Mrs Chaplin, 54, says she has been shocked and distressed by the threat, which means she must choose between her faith and her job.

The London Times article that Laura linked to has a re-cap of the previous discrimination.

Excerpt:

Chaplin is being advised by Paul Diamond, a human rights barrister specialising in the law of religious liberty. He also advised Caroline Petrie, a nurse who was suspended in February this year at a hospital in Weston-Super-Mare for offering to pray for a patient. She was later reinstated.

In 2007, Nadia Eweida, a British Airways worker, appealed unsuccessfully to a tribunal against the airline’s decision to ban her from wearing her cross pendant in public.

Here is my previous post on the UK stewardess who was fired for refusing to dress as a Muslim as well as the Christian couple that was arrested for debating their faith with a Muslim. Here in the United States, the fascists at the ACLU had two Christians arrested for praying in a church.

Analysis

In my opinion, a non-Christian who interferes with a Christian’s ability to act out their fatih in public has done something diabolical. Worse than murder, in my opinion. It is hard enough to be a Christian without being intimidated and coerced by people who are willing to use the coercive power of the state to suppress the religious freedom of Christians.

What a non-Christian is doing is to force their non-Christian religion onto the Christian. The non-Christian basically wants to avoid feeling bad for not being a Christian, so they suppress the Christian’s religious faith, which requires public witnessing, in order to avoid feeling badly about not being a Christian themselves. They are elevating their own feelings above the Christian’s inalienable rights to religious liberty, free speech and free expression of religion.

But it is actually much, much worse than that. The result of suppressing a Christian’s public expression of their faith is that some other people who might have seen that public witness of authentic Christianity and spoken to that witness lose their opportunity to talk to the Christian. Not only that, but the Christian is also negatively impacted. You can’t take away someone’s human rights based on hurt feelings!

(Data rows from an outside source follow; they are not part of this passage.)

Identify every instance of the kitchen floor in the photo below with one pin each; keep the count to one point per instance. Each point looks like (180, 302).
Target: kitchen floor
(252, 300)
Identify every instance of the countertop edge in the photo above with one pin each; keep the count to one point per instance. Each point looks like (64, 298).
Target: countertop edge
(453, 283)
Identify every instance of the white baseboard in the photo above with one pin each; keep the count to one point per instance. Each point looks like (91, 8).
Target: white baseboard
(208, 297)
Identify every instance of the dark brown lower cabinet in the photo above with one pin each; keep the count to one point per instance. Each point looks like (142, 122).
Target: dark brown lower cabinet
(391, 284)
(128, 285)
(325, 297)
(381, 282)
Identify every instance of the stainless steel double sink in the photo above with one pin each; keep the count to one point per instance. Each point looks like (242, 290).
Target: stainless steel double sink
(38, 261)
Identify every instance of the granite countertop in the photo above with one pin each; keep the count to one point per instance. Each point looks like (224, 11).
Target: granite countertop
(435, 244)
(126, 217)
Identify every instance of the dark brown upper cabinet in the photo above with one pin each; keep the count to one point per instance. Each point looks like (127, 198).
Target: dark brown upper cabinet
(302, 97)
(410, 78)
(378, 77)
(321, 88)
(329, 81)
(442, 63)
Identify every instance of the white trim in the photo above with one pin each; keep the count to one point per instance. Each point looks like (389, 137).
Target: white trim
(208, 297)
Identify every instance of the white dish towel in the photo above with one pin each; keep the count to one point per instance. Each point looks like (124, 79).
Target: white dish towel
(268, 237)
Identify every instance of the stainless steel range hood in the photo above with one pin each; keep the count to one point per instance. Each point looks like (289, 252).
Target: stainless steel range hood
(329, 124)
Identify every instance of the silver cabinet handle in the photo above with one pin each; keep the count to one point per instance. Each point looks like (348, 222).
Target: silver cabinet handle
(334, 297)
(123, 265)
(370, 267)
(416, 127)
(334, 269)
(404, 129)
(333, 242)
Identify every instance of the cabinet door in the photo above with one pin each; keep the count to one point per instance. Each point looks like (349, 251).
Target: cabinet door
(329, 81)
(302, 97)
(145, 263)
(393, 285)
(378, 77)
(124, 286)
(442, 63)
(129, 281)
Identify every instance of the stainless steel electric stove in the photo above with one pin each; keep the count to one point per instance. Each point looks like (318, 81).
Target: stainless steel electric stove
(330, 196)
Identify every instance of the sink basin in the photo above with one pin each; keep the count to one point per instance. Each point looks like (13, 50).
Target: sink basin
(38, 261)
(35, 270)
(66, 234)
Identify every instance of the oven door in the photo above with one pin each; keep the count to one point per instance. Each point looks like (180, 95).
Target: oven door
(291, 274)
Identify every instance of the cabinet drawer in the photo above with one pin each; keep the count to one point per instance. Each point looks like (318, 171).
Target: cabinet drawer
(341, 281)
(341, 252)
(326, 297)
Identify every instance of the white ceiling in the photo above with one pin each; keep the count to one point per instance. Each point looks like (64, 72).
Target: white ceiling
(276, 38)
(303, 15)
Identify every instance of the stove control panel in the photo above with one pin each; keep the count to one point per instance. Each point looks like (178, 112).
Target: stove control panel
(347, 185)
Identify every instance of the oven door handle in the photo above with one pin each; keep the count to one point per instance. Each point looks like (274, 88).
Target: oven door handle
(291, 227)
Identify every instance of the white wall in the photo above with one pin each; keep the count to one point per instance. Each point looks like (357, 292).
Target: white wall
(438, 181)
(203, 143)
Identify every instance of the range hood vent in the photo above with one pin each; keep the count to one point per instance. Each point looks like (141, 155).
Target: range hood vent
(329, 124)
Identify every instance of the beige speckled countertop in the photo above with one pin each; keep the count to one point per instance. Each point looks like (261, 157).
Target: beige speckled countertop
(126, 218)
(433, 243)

A lot of feminized multi-cultural postmodern relativist universalist “Christians” think that suppressing public Christianity is actually good. They have redefined Biblical Christianity so that the new goal is for everyone to have happy feelings now and to go to Heaven regardless of their beliefs. They think that divisions and exclusive claims to salvation make people feel badly. What are hurt feelings compared to Heaven and Hell?

So this is a serious, serious crime against Christ, one that I highly recommend my non-Christians readers avoid.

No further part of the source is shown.